'Nod to Pay' App Lets Google Glass Wearers Spend Bitcoin

Startup Eaze has released a beta of its innovative payments app that lets you send bitcoin with a nod.

May 16, 2014 at 12:53 p.m. UTC
Updated Sep 11, 2021 at 10:46 a.m. UTC

Startup Eaze has released the public beta of its innovative bitcoin payments app designed for wearable technology.

Nod to Pay was designed for Google Glass and an early public beta is now available for download directly from the developer.

The app currently supports bitcoin wallets from Blockchain and Coinbase, and Eaze says it plans to add support for other wallets in the future.

OK Glass, make a payment

Due to the unique Google Glass user interface, Nod to Pay is somewhat different to set up than your average smartphone payments app, and sending bitcoin involves a bit more than a simple nod of the head, too.

Initially, users must link their existing wallets by scanning a QR code.

Then, to use the voice-activated app, the user needs to say “OK Glass, make a payment.” At which point, the device scans the QR code of any point-of-sale (POS) application and displays the details on the Glass display.

The next step is the nod. Nods, in fact, as the user needs to tilt the head twice to send the payment.

Due to the novel way transactions are confirmed, Eaze plans to implement an additional security level: simply, a spending limit will be set, above which PIN authentication is required.

Wearable innovation

Eaze says Nod to Pay offers a "truly handsfree" payment solution.

“We are proud to be the first to bring a global payment solution to Google Glass. After our announcement of Nod To Pay in February, we worked hard to make our product available to the public,” said Eaze co-founder Rutger van Zuidam, adding:

“With the integration of Coinbase and Blockchain.info we have also answered to the request of the market by building not yet another wallet but by making existing wallets available on Glass.”

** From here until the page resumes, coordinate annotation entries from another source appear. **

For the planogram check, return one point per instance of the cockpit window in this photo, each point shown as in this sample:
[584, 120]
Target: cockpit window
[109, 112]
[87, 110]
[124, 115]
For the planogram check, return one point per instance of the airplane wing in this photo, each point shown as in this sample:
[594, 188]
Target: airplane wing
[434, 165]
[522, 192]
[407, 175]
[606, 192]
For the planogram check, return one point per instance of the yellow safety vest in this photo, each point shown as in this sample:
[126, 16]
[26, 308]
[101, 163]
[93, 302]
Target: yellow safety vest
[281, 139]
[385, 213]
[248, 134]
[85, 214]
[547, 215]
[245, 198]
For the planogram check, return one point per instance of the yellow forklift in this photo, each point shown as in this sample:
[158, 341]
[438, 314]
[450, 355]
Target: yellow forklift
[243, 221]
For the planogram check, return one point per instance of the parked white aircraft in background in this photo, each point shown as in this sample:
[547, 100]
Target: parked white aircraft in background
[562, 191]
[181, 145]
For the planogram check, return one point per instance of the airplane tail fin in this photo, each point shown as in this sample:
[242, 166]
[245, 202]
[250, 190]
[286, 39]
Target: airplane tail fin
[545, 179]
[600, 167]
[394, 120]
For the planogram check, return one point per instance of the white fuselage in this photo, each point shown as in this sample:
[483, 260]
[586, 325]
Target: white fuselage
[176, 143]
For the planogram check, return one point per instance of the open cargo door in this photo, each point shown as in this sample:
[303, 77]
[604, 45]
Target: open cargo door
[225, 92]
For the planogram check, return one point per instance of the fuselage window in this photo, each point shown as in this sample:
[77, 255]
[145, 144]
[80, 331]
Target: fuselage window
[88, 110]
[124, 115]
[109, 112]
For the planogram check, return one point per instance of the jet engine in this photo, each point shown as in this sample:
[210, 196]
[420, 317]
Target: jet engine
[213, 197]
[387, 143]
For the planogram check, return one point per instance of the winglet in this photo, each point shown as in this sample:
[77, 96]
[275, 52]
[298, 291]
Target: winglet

Although the concept has been around since 2012, it was only this week that Google finally started selling Glass to the general public. At $1,500 the price seems rather steep, but it's worth bearing in mind that Glass was conceived as an elaborate tech demo rather than an actual consumer product – Google’s way of fostering innovation in the emerging wearables market.

A number of developers used the opportunity to come up with new concepts and ports of existing services to this unique form factor. A team of New York-based developers introduced the first Google Glass payment app last year, but GlassPay was designed specifically for use in bricks-and-mortar stores.

Like them or not, wearables are coming, and many developers are experimenting with a wide range of different applications, including digital wallets for smart watches and smart glasses.

With the launch of Android Wear and the latest Google Wallet update, development efforts in this niche are starting to pick up, albeit slowly.